Butterflies in Education

Meet Loise Dickson Rice – The African American Woman Instrumental in the Creation of the Pell Grants

So many students have been privileged to complete their college education courtesy of Pell Grants, which are funds provided by the federal government to those who’re actually in need. Unlike student loans, beneficiaries of Pell Grant aren’t required to pay back.

Pell Grants have been referred to as “the cornerstone of African American higher education.” According to a 2011 study report by Mark Kantrowitz, a nationally reputable expert on student financial aid, scholarships, and student loans, the portion of Pell Grants channeled to Black students stood at 46.3%. The grant got its name from Democratic Sen. Claiborne Pell from Rhode Island, who was the chief sponsor of the revolutionary program. The program was developed and promoted by Lois Dickson Rice, a daughter of Jamaican immigrants.

Not so many people know about Rice and her great achievements. If you read her obituary in the New York Times, you’ll learn so much about some of her extraordinary accomplishments. When Rice died, Pell’s grandson Clay Pell IV, who formerly served as deputy assistant secretary of Education, said, “This program was not inevitable, and it would not have come into existence without her, nor survived in the decades since without her passionate advocacy.” Knowing about the great things Rice achieved shows, without any twinge of doubt, that she’s among Black history’s hidden figures.

Rice, an accomplished businesswoman, realized such achievements at a time when such feats were rare, more so for Black people, worse still for Black women. She served in several companies as the board director, including McGraw-Hill and Firestone. Rice also served with Control Data Corporation as a senior vice president and would in 1959 join the College Board.

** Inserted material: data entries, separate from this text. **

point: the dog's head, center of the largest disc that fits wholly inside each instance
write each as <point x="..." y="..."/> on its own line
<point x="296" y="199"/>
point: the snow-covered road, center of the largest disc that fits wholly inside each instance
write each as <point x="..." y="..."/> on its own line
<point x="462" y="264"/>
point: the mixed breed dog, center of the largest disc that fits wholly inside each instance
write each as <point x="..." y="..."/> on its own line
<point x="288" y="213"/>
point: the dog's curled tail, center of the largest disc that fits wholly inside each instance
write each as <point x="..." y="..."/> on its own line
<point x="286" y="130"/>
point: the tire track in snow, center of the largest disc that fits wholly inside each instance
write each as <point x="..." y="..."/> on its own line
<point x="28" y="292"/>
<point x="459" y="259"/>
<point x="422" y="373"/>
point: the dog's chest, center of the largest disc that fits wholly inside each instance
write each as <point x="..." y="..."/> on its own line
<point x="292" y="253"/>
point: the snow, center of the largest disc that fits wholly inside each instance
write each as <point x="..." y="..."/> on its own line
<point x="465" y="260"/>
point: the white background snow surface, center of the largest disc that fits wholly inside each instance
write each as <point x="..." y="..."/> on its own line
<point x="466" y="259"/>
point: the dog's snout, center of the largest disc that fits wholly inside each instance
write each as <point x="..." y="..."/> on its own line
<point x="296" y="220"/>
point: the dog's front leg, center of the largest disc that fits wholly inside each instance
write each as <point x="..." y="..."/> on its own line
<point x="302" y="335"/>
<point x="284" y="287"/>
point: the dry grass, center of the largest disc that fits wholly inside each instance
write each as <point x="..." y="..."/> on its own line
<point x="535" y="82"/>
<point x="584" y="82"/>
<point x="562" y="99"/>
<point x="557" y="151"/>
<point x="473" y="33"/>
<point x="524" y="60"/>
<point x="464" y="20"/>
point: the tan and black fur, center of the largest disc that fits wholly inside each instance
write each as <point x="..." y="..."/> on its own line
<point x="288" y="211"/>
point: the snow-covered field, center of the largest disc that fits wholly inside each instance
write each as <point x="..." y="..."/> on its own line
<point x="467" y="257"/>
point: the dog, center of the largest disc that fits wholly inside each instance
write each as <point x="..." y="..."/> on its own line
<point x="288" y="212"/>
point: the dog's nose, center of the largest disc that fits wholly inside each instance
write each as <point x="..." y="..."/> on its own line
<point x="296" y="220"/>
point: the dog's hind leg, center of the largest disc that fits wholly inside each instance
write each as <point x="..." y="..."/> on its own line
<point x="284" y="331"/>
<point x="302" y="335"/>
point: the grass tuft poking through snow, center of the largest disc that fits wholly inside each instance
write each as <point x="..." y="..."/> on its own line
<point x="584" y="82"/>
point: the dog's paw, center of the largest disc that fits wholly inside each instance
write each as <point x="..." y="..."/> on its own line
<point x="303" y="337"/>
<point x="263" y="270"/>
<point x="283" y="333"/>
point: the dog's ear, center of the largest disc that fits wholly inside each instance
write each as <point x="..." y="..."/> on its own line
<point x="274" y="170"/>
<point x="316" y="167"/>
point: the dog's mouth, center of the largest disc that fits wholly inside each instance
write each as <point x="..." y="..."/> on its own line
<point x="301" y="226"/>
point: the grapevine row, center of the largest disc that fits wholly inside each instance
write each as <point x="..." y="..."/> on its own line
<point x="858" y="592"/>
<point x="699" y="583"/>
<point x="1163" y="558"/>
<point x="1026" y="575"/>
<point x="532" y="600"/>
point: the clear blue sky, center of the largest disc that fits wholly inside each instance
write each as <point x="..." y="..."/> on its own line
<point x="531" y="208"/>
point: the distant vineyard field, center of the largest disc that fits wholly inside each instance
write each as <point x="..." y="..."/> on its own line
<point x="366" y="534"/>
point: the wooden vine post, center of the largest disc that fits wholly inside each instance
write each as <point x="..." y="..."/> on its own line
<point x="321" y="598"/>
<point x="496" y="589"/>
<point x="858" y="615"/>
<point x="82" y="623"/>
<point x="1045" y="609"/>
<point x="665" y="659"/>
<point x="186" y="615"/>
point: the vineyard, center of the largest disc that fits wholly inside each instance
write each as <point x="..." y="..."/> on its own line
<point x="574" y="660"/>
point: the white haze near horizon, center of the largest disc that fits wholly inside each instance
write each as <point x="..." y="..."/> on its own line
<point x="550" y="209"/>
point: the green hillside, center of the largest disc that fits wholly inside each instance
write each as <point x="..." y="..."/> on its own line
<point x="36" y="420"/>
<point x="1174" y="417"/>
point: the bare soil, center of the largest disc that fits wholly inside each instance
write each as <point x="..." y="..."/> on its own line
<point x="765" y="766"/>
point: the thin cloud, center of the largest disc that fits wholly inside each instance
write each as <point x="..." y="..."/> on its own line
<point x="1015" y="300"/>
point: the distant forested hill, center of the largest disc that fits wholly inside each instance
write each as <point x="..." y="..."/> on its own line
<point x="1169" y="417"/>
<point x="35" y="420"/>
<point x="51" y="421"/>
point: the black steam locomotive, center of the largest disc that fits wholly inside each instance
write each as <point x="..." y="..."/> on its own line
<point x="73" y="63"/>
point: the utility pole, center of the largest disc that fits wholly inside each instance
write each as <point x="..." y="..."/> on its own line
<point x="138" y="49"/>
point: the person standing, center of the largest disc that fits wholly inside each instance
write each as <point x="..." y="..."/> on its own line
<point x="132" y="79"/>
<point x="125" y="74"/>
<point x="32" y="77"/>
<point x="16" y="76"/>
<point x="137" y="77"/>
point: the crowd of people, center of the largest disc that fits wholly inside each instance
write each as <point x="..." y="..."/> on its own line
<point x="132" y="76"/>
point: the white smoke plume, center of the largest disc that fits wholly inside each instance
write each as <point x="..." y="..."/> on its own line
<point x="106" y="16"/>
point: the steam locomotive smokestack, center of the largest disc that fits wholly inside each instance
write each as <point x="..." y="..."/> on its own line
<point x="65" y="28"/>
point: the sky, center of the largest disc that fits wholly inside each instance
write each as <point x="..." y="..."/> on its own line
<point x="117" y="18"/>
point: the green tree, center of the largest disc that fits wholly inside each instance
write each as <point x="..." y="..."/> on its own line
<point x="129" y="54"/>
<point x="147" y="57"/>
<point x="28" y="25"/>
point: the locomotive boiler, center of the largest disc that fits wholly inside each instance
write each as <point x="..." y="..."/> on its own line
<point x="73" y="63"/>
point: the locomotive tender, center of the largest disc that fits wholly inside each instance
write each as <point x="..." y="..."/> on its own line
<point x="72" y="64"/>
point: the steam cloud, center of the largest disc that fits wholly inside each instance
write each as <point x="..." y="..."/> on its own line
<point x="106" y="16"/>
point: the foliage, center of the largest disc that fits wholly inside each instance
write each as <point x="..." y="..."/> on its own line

It’s during her tenure at the College Board that she fronted the idea of Pell Grant, further helping to develop the program to an implementable degree, a program that would later work to help millions of students from low-income families to get a college education.

Looking at her achievements, Rice definitely deserves an honored place in the echelons of African American respected figures. She deserves this, not only because of her personal achievements, but also for the Pell Grant program that has worked to open educational doors for many African Americans.

With this being Black History Month, there is no better way to honor her than to give her notable mentions whenever we’re talking about people who’ve tremendously contributed to the betterment of the lives of Black people.